Not sure why youre asking about this though, it almost seems as if you want to skip the whole ethanol/pg or oleyl/pg vehicle, its absolutely vital. The only way you'd be able to skirt around this is through injections (mesogun/diabetic needle) or iontophoresis.

sooo couldnt we just simply get CB, mix it with each of the vehicles that adam listed above and see/test which one gives it a molecular weight under 500?

Isn't there a way to measure that?

or am I missing something here?

We could end up using a vehicle which affects the CB composition, rendering it useless, we don't want that to happen.

CB is not so cheap you know?, trying in every vehicle would take much money, which I'm sure not many around here are willing to risk.

Even worse, trying every vehicle would take a lot of time.

It is not like that at all. The molecular weight of CB remains the same (402) regardless what vehicle it is in. We are looking for 2 factors for a successfull vehicle system: 1) solubility 2) penetration.

I know bro but we have not got access to tests such as these:



I have spent all day today doing computer simulations on skin permeability but software like this is not commercially availible not to mention extremely niche and the one I have managed to use it pretty crude and it will only let me run one vehicle at a time. Even that is producing some errors which is driving me nuts. I can say with a degree of certainty that multi component simulation testing of vehicles CAN NOT be done by even the most advanced amongst us. Trials are the only way.

This is not as bad as it sounds because PG/OL is quite promising in itself. Then gradually more components can be added like DMSO or fatty acids which shouldn't render it useless but only increase efficacy.

It's pissing me off because pharmaceutical companies have all kinds of in vitro tests that would be able to determine a perfect vehicle. They could work it out real quick. We are working with our hands tied behind our backs.

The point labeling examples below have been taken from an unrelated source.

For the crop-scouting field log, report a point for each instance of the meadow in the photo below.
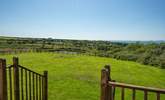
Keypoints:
(77, 77)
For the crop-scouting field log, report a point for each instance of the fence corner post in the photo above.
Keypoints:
(3, 80)
(45, 85)
(104, 84)
(16, 78)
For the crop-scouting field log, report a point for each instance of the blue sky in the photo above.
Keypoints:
(84, 19)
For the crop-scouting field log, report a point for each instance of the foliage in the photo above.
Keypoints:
(148, 53)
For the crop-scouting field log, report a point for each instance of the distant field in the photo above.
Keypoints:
(76, 77)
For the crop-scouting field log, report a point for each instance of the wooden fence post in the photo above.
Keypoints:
(45, 85)
(109, 88)
(16, 79)
(3, 80)
(105, 93)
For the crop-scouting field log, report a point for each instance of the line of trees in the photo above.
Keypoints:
(148, 53)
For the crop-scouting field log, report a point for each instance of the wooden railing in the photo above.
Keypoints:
(108, 87)
(20, 83)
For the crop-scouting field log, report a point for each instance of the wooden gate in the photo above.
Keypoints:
(20, 83)
(108, 88)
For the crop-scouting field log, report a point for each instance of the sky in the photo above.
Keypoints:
(84, 19)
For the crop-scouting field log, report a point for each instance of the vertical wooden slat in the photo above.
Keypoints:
(158, 96)
(10, 84)
(36, 87)
(16, 79)
(22, 86)
(133, 94)
(33, 87)
(145, 95)
(109, 90)
(26, 85)
(104, 85)
(45, 85)
(43, 88)
(30, 95)
(39, 87)
(122, 93)
(3, 80)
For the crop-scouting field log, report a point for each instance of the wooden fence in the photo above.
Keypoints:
(20, 83)
(108, 87)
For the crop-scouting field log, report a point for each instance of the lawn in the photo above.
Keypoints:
(77, 77)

Adam K, my last post was not against you, I was replying to rdawg.

I mean, I know you're trying hard to help us all and I'm very thankful for that.

Oh I was just reponding to your message because it had some very valid points bro. Sorry I don't know if it came across the wrong way I meant that I'm pissed with the situation as COSMO can do all of this and testing and trials in an accelerated time frame but they are taking their sweet time.